Photo caption: LPG storage tanks in Fiji.


Thursday 11 September 2014, Secretariat of the Pacific Community (SPC), Suva, Fiji. There is a growing global trend towards using cleaner and cheaper fuel. The Pacific region has always faced difficulties with this type of change, due to its huge dependence on imported expensive fossil fuels for transportation, power generation, shipping and cooking.

In many countries, liquefied petroleum gas (LPG) and liquefied natural gas (LNG) are being used as alternative energy sources  due to the emergence of new gas supply centres, increasing numbers of proven reserves, rapid technological advances, competitive pricing and the environmental friendly nature of these energy sources.

In February 2014, the Management Committee of the Pacific Region Infrastructure Facility (PRIF) approved a concept note and budget for the implementation of a research project proposed by the World Bank to consider the potential for expanding LPG use and the possible introduction of natural gas in the form of LNG as alternative energy sources for the Pacific Islands.

The research study was endorsed at the Second Pacific Regional Energy and Transport Ministers’ Meeting that was organised by the Secretariat of the Pacific Community (SPC) and held  in Nadi, Fiji in April.

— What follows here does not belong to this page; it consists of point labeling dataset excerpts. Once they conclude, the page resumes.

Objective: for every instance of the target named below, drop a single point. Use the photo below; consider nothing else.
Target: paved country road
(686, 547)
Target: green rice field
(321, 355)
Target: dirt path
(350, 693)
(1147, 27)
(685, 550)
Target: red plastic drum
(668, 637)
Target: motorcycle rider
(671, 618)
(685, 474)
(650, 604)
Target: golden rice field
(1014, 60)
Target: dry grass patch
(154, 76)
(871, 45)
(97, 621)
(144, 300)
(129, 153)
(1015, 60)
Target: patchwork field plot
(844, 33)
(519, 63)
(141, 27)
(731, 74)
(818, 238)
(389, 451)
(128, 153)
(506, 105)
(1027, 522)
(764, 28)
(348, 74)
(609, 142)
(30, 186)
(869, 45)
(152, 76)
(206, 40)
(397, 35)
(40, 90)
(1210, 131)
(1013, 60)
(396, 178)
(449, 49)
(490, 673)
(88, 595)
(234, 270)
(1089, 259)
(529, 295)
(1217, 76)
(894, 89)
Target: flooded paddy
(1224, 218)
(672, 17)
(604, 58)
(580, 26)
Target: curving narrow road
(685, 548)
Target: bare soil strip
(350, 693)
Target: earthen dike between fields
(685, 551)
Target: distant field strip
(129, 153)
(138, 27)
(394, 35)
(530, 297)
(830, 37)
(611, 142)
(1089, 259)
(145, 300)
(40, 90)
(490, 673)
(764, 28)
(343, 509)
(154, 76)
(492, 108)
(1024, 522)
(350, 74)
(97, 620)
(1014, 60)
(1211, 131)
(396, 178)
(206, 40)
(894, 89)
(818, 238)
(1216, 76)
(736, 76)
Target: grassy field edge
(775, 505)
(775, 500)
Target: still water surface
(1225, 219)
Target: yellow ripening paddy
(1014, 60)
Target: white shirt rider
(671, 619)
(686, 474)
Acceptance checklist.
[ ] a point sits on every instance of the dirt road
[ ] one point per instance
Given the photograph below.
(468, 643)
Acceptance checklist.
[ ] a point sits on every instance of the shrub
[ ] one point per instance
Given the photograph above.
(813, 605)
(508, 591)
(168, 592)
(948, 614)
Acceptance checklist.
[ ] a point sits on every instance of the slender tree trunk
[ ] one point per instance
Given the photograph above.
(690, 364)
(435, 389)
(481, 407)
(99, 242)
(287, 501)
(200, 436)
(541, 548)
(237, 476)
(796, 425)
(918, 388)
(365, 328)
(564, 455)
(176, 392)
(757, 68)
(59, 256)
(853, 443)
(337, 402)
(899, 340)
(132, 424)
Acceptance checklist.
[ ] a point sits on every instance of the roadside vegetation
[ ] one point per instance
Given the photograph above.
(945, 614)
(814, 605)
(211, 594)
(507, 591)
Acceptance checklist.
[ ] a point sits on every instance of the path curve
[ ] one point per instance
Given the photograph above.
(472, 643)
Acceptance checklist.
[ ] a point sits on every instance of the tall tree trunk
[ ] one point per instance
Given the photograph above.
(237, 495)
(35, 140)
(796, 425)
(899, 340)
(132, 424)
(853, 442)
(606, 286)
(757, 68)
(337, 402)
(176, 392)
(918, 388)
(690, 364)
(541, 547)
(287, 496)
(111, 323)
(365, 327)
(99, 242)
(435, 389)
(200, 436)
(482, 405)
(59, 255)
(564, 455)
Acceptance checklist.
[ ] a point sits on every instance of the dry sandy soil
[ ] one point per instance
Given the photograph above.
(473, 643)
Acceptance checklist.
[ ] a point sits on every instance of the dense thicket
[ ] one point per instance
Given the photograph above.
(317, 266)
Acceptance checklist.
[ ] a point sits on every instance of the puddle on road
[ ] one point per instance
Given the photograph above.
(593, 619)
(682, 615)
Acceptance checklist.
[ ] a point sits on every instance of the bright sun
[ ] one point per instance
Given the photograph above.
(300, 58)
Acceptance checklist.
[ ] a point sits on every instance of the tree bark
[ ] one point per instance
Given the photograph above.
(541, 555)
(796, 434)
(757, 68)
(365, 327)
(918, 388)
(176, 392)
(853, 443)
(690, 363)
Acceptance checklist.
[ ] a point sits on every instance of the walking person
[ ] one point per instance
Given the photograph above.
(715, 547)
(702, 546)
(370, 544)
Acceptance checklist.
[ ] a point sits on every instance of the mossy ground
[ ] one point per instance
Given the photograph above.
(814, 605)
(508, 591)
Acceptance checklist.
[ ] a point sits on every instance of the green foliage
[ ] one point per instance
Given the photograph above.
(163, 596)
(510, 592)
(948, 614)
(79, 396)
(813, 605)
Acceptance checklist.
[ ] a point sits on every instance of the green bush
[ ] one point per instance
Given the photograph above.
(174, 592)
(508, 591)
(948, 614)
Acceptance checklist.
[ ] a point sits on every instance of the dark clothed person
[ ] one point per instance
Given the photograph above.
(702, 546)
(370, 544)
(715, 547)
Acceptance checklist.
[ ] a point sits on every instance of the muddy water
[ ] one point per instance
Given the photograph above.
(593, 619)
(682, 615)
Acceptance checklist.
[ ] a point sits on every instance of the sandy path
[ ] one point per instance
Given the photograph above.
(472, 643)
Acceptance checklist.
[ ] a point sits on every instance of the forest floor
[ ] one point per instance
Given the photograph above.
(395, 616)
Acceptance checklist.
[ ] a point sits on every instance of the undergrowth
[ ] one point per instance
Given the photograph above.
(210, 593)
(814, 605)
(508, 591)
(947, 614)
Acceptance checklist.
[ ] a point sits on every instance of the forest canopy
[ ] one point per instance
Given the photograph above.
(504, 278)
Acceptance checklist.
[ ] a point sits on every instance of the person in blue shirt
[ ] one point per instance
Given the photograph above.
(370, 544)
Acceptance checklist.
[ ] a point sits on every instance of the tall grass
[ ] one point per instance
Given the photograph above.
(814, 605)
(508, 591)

The meeting also highlighted the importance of assessing the potential for increased penetration of LPG and the potential introduction of LNG to reduce the environmental impact of fossil fuels and significantly reduce energy costs.

The gas energy research study will be carried out by a partnership of PRIF, the Pacific Power Association, the World Bank and SPC. The objective is to assess the potential and economic feasibility of LPG and LNG in meeting the medium-term energy needs – basic power generation, maritime and land transport, and cooking – of Pacific Island countries and territories (PICTs).

Based in the SPC’s Economic Development Division, the study team will engage with PICTs and stakeholders for the purpose of collecting data.

The research study will be undertaken over a period of six months and will involve American Samoa, Commonwealth of the Northern Mariana Islands, Cook Islands, Fiji, Federated States of Micronesia, Guam, Kiribati, New Caledonia, Nauru, Niue, Palau, Papua New Guinea, Republic of the Marshall Islands, Samoa, Solomon Islands, Tahiti, Tonga, Tuvalu and Vanuatu. Other interested countries and stakeholders are encouraged to provide their comments and contribute towards this study.

A data collection template for the study is currently being developed and, in the coming weeks, this will be sent to various stakeholders and member countries for submission of their data.